Het beroep is behandeld ter zitting van deze rechtbank op 7 juli 2008, waar eiseres in persoon is verschenen, en waar verweerder zich heeft doen vertegenwoordigen door A. van der Weerd, werkzaam bij de Sociale verzekeringsbank.
Op 20 november 2007 heeft eiseres een aanvraag ingediend om in aanmerking te komen voor een eenmalige tegemoetkoming op basis van de Tijdelijke regeling eenmalige tegemoetkoming pensioenverevening van 8 december 2006, Stcrt. 2006, 243 (hierna de regeling).
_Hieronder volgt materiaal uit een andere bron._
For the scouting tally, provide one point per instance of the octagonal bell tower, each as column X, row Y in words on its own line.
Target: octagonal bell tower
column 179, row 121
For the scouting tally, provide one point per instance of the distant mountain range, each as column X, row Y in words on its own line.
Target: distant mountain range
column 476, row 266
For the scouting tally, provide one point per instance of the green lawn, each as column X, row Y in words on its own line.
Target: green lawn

Bij besluit van 27 november 2007 heeft verweerder de aanvraag afgewezen op de grond dat haar verzamelinkomen, bedoeld in artikel 2.18 van de Wet inkomstenbelasting 2001, over het kalenderjaar 2005 hoger is dan € 12.822,-.
Bij brief van 10 december 2007 is door eiseres een bezwaarschrift ingediend. In dat kader heeft eiseres aangevoerd dat haar verzamelinkomen altijd onder het door verweerder in zijn besluit genoemde bedrag € 12.822,- is gebleven. Zij ontkent echter niet dat het verzamelinkomen over het kalenderjaar 2005 boven dat bedrag uitkomt. Als verklaring daarvoor heeft zij erop gewezen dat de overschrijding voor het kalenderjaar 2005 direct verband houdt met de keuze van de stichting "Stichting Bedrijfstakpensioenfonds voor de Detailhandel" (hierna: het pensioenfonds) om de door haar opgebouwde pensioenrechten niet maandelijks, maar als een eenmalige afkoopsom van € 4.318,- ineens aan haar uit te betalen.
Bij het bestreden besluit van 13 februari 2008 zijn de bezwaren van eiseres ongegrond verklaard. Daarbij heeft verweerder in aanmerking genomen dat het verzamelinkomen van eiseres volgens de belastingwetgeving bepalend is voor de vraag of eiseres wel of geen recht heeft op de door haar gevraagde eenmalige tegemoetkoming, dat dat inkomen in het kalenderjaar 2005 te hoog is en dat de regeling nu eenmaal geen hardheidsclausule kent.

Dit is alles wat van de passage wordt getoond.